Portrait de Carlos Marsal
Portrait de Carlos Marsal © Yvan Zedda

Pour ce « globe croqueur » comme l’appellent amicalement certains, le parfum est l’élément clé de son imaginaire: c’est lui qui va initier la construction d’une recette. « Le parfum du produit est le plus important pour moi. Ensuite arrivent le goût et la couleur, mais c’est avant tout le Parfum. Gratter un agrume par exemple, respirer son odeur, me donne des idées pour travailler des plats et des desserts. »

L’arrivée à Téhéran 

Sa première sensation olfactive ? L ‘odeur oppressante du carburant, la capitale faisant partie des 8 villes les plus polluées au monde. « Il faut partir sur les hauteurs et dans les parcs pour respirer normalement, ou dans les autres régions d’Iran. »
Capitale bouillonnante de 15 millions d’habitants, Téhéran vit au rythme de ses embouteillages, des klaxons et des émanations des pots d’échappements.
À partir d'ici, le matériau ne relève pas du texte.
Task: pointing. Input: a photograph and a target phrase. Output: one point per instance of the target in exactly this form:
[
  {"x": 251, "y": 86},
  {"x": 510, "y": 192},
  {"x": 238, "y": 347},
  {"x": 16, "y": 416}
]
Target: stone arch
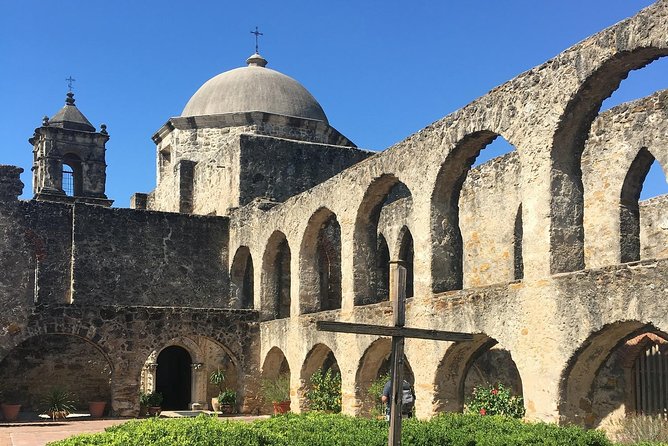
[
  {"x": 447, "y": 244},
  {"x": 518, "y": 236},
  {"x": 241, "y": 279},
  {"x": 368, "y": 279},
  {"x": 374, "y": 363},
  {"x": 566, "y": 197},
  {"x": 44, "y": 361},
  {"x": 275, "y": 293},
  {"x": 320, "y": 263},
  {"x": 407, "y": 255},
  {"x": 382, "y": 268},
  {"x": 577, "y": 399},
  {"x": 275, "y": 365},
  {"x": 468, "y": 364},
  {"x": 207, "y": 354},
  {"x": 319, "y": 357},
  {"x": 629, "y": 210}
]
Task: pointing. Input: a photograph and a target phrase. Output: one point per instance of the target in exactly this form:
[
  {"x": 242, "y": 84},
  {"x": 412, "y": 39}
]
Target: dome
[{"x": 254, "y": 88}]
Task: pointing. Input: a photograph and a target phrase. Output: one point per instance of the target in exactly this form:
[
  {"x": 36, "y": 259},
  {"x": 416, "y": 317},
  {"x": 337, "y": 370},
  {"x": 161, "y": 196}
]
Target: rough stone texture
[
  {"x": 77, "y": 144},
  {"x": 235, "y": 162},
  {"x": 577, "y": 297},
  {"x": 654, "y": 228}
]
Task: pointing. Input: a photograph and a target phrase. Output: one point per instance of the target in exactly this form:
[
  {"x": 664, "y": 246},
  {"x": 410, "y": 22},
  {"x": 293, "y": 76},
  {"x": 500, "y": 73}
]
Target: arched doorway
[{"x": 173, "y": 377}]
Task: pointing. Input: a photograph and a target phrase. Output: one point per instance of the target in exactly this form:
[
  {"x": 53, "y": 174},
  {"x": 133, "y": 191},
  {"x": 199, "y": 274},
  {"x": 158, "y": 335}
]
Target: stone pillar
[
  {"x": 197, "y": 384},
  {"x": 10, "y": 183}
]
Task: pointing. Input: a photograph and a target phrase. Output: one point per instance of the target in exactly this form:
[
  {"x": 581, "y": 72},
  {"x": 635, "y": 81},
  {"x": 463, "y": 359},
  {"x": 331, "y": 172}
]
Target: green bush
[
  {"x": 495, "y": 400},
  {"x": 318, "y": 429},
  {"x": 325, "y": 391}
]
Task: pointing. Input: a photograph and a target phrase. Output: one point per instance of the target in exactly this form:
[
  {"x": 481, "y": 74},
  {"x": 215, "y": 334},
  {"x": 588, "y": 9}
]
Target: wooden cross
[
  {"x": 257, "y": 36},
  {"x": 398, "y": 333}
]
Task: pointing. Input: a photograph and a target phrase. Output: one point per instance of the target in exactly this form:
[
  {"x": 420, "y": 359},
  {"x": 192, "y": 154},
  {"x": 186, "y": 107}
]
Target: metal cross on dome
[
  {"x": 257, "y": 36},
  {"x": 399, "y": 333},
  {"x": 69, "y": 83}
]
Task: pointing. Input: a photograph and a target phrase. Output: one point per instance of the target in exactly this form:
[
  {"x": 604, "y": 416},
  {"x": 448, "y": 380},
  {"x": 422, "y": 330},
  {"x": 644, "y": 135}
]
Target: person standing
[{"x": 407, "y": 399}]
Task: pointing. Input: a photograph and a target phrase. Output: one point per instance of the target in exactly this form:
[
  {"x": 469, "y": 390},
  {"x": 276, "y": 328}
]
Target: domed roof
[{"x": 254, "y": 88}]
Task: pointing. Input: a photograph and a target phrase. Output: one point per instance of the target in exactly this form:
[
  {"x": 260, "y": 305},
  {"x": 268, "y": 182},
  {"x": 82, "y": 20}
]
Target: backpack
[{"x": 407, "y": 400}]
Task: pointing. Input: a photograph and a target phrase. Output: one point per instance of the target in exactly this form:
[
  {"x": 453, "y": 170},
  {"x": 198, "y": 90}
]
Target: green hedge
[{"x": 315, "y": 429}]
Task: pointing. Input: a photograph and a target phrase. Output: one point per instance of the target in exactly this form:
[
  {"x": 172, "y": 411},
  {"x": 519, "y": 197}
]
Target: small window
[
  {"x": 68, "y": 180},
  {"x": 72, "y": 183}
]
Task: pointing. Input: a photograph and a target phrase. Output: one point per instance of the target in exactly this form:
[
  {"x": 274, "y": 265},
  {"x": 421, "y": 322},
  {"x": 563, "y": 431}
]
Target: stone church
[{"x": 266, "y": 219}]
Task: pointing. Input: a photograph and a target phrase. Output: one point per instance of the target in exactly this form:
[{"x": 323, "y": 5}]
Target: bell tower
[{"x": 69, "y": 158}]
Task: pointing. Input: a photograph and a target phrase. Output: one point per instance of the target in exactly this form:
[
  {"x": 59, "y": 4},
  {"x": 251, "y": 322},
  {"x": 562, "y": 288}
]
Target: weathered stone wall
[
  {"x": 277, "y": 169},
  {"x": 232, "y": 166},
  {"x": 623, "y": 143},
  {"x": 44, "y": 363},
  {"x": 543, "y": 320},
  {"x": 654, "y": 228},
  {"x": 126, "y": 336},
  {"x": 149, "y": 258},
  {"x": 488, "y": 208}
]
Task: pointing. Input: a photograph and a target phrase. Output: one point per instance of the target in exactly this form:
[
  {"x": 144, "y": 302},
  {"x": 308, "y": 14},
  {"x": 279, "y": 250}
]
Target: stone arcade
[{"x": 265, "y": 219}]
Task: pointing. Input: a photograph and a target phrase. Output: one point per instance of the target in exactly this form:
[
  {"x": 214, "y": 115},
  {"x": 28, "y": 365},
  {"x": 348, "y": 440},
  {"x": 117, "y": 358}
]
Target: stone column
[{"x": 197, "y": 385}]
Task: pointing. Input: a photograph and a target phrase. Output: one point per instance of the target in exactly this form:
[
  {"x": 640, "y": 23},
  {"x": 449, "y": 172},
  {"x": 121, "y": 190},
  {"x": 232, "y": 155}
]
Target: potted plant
[
  {"x": 227, "y": 399},
  {"x": 10, "y": 407},
  {"x": 58, "y": 403},
  {"x": 96, "y": 406},
  {"x": 154, "y": 402},
  {"x": 143, "y": 403},
  {"x": 324, "y": 392},
  {"x": 217, "y": 378},
  {"x": 277, "y": 390}
]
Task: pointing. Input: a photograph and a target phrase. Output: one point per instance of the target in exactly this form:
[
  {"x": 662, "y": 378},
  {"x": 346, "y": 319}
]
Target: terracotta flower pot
[
  {"x": 281, "y": 407},
  {"x": 10, "y": 411},
  {"x": 96, "y": 408},
  {"x": 227, "y": 409}
]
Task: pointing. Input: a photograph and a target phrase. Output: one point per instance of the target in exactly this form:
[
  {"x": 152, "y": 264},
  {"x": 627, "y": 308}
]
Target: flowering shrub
[
  {"x": 495, "y": 400},
  {"x": 325, "y": 391}
]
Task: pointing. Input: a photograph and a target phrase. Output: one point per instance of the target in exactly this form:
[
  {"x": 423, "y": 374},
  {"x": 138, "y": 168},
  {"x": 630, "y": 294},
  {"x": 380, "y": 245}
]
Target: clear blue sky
[{"x": 381, "y": 69}]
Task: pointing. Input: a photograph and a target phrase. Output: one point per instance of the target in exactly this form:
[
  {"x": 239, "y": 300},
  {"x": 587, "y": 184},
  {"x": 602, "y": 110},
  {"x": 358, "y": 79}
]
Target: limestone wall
[
  {"x": 149, "y": 258},
  {"x": 277, "y": 169},
  {"x": 654, "y": 228}
]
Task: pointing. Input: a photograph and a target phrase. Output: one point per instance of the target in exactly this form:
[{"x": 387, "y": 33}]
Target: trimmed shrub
[
  {"x": 495, "y": 400},
  {"x": 325, "y": 391},
  {"x": 318, "y": 429}
]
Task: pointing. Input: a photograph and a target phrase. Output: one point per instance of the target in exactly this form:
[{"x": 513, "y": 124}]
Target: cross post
[
  {"x": 398, "y": 332},
  {"x": 257, "y": 36},
  {"x": 69, "y": 83}
]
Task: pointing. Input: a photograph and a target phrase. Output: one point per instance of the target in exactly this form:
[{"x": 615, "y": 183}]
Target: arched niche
[
  {"x": 320, "y": 357},
  {"x": 566, "y": 186},
  {"x": 463, "y": 203},
  {"x": 466, "y": 365},
  {"x": 241, "y": 278},
  {"x": 407, "y": 255},
  {"x": 604, "y": 380},
  {"x": 276, "y": 278},
  {"x": 374, "y": 364},
  {"x": 385, "y": 199},
  {"x": 320, "y": 263},
  {"x": 44, "y": 362},
  {"x": 275, "y": 366},
  {"x": 630, "y": 211}
]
Mais le métro (peu cher, propre et bien décoré), qui dessert l’immense métropole permet d’adoucir son grand défaut. Car Téhéran mérite le détour, abritant des parcs et des jardins enchanteurs, des palais des mille et une nuits, la formidable cohue de son grand bazar… En soulignant que le respect de l’étranger est une vertu cardinale dans la culture perse, avec un sens de l’hospitalité et une courtoisie légendaires.

Téhéran
Téhéran

La cuisine perse, l’une des plus anciennes au monde

On l’associe généralement aux cuisines du Moyen-Orient bien qu’elle soit très différente. Peu épicée déjà, elle fait partie de l’une des plus anciennes au monde. Ses saveurs délicates mêlent fines herbes, légumes, riz et graines aux viandes, volailles, poisson et se compose aussi de produits laitiers. Le safran, la grenade, l’eau de rose et les pistaches parfument et agrémentent plats, desserts et sorbets (dont celui au safran, l’un des préférés du chef !).
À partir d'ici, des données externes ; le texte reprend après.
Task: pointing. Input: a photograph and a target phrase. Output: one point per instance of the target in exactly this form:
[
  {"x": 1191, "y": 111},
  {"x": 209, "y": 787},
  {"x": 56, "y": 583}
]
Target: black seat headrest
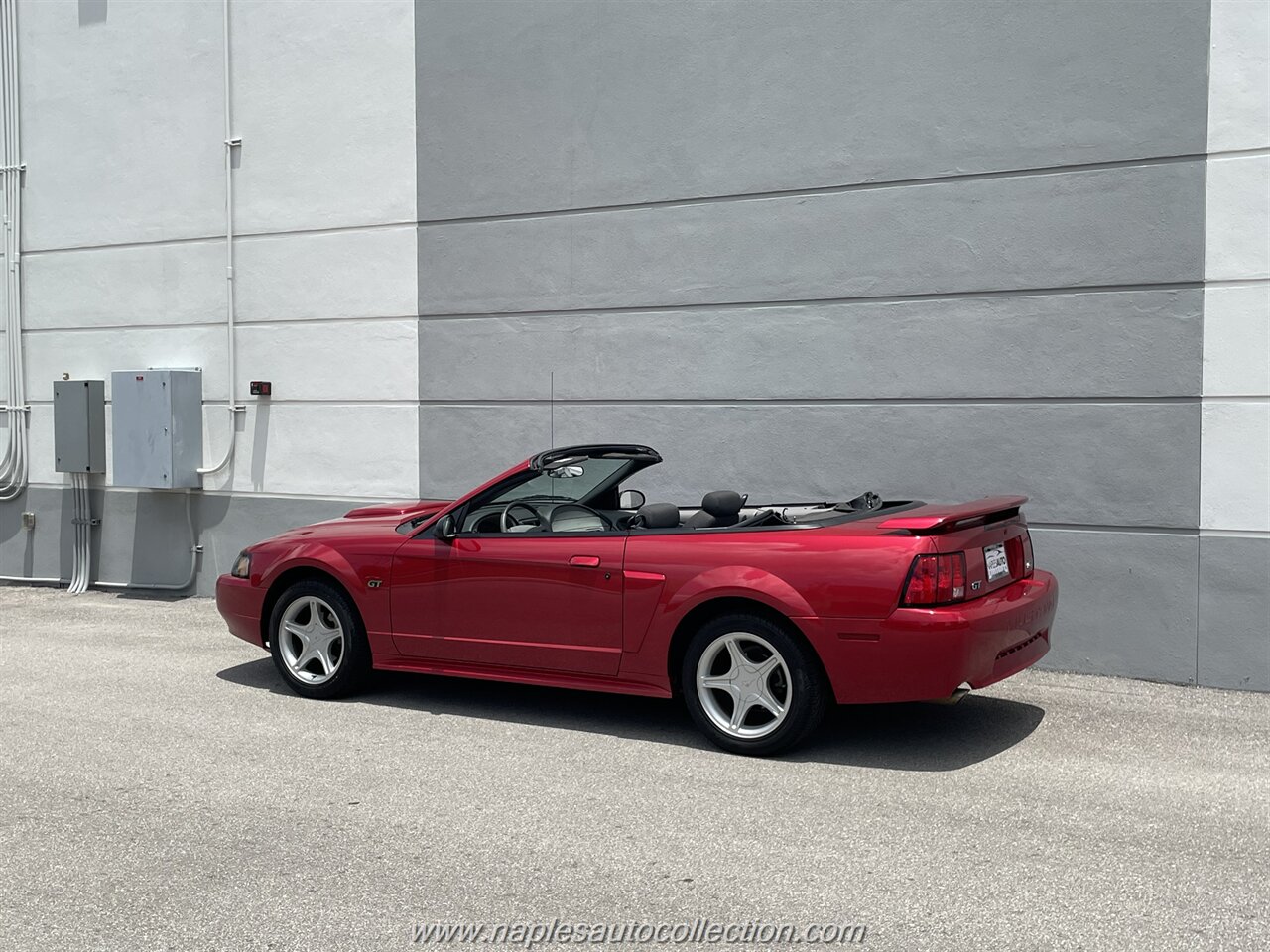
[
  {"x": 721, "y": 503},
  {"x": 657, "y": 516}
]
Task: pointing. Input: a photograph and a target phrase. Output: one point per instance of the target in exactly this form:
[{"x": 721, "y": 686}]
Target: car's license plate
[{"x": 994, "y": 557}]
Les savoureuses (re)découvertes de Carlos Marsal

La datte fraîche Mazafati. Un trésor pour lui : « ronde, charnue, à la peau fine, avec une saveur délicate aux notes caramélisées. » Apprenant que Cédric Grolet (le grand chef pâtissier du Meurice), cherchait à travailler la datte, Carlos Marsal a pris la décision de lui offrir celles de Mazafati. « Le hic, c’est qu’elles sont produites dans la région de Bam, en ″zone rouge″ formellement déconseillée par le Ministère des affaires étrangères. Bien entendu j’y suis allé, car je voulais voir au plus près les méthodes de travail (elles sont récoltées manuellement sur l’arbre). Et lors de mon passage à Paris, je lui ai apporté ces dattes, et du safran. » Quant aux Pistaches, les « amandes de Perse » comme on les nommait jadis, l’Iran (dont elles sont originaires), produit les meilleures au monde.

Le sumac. Une épice de couleur grenat, légèrement acidulée, citronnée, qui laisse des notes naturelles salées et pétille dans la bouche. « Très intéressante. Je l’ai introduite dans certaines de mes recettes -dont au poisson avec lequel elle se marie très bien-, car c’est un excellent palliatif pour réduire le sel. En Tunisie j’utilisais le cumin , ici c’est le sumac. »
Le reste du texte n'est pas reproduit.